With our new Landscape Quality and Portrait Quality models, photographers can now quickly identify which images are of high quality and prioritize working on them while leaving the rest for later. In this post, we’ll walk through building a command line application that will sort all of your photos by quality using these models.

We’ve recently introduced two new public models that are specialized in recognizing photo quality. With camera memory ever increasing, the quantity of photos being taken is skyrocketing. With our new Landscape Quality and Portrait Quality models photographers can now quickly identify which images are of high quality and prioritize working on them while leaving the rest for later. In this post we’ll walk through building a command line application that will sort all of your photos by quality using these models.

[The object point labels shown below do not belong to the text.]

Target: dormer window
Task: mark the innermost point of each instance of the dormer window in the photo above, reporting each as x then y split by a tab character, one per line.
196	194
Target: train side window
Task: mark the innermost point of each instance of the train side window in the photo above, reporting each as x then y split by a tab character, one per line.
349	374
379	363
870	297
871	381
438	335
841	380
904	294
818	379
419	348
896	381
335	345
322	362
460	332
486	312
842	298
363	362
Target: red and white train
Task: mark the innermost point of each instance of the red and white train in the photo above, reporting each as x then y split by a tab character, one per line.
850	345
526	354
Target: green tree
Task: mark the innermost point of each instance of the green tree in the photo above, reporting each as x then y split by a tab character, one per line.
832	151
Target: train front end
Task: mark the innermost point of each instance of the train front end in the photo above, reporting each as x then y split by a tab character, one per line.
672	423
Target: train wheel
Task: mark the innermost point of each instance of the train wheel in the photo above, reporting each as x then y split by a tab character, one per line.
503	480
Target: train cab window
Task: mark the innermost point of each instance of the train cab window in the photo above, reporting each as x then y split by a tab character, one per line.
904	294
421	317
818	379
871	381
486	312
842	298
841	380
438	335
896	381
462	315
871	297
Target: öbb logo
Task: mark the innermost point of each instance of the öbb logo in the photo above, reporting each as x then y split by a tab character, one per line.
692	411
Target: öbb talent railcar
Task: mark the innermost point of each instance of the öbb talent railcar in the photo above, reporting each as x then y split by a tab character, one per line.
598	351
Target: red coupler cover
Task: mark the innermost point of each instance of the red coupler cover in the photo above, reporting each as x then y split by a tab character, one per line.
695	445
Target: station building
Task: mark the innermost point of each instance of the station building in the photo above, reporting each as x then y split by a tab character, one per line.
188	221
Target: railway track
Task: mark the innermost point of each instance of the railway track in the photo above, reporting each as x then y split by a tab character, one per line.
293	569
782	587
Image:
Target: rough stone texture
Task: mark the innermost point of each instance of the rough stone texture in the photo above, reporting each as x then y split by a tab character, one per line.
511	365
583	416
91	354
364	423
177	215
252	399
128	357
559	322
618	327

Before we begin let’s break down how our visual recognition technology makes inferences on photo quality. Our Data Strategists trained these models to look at photos with strict criteria:  

Poor quality photo attributes:

  • Severe chromatic aberration
  • Red eyes
  • Extremely backlit
  • Unnatural vignetting, often digitally added
  • Check out the Model Gallery for more photo quality attributes!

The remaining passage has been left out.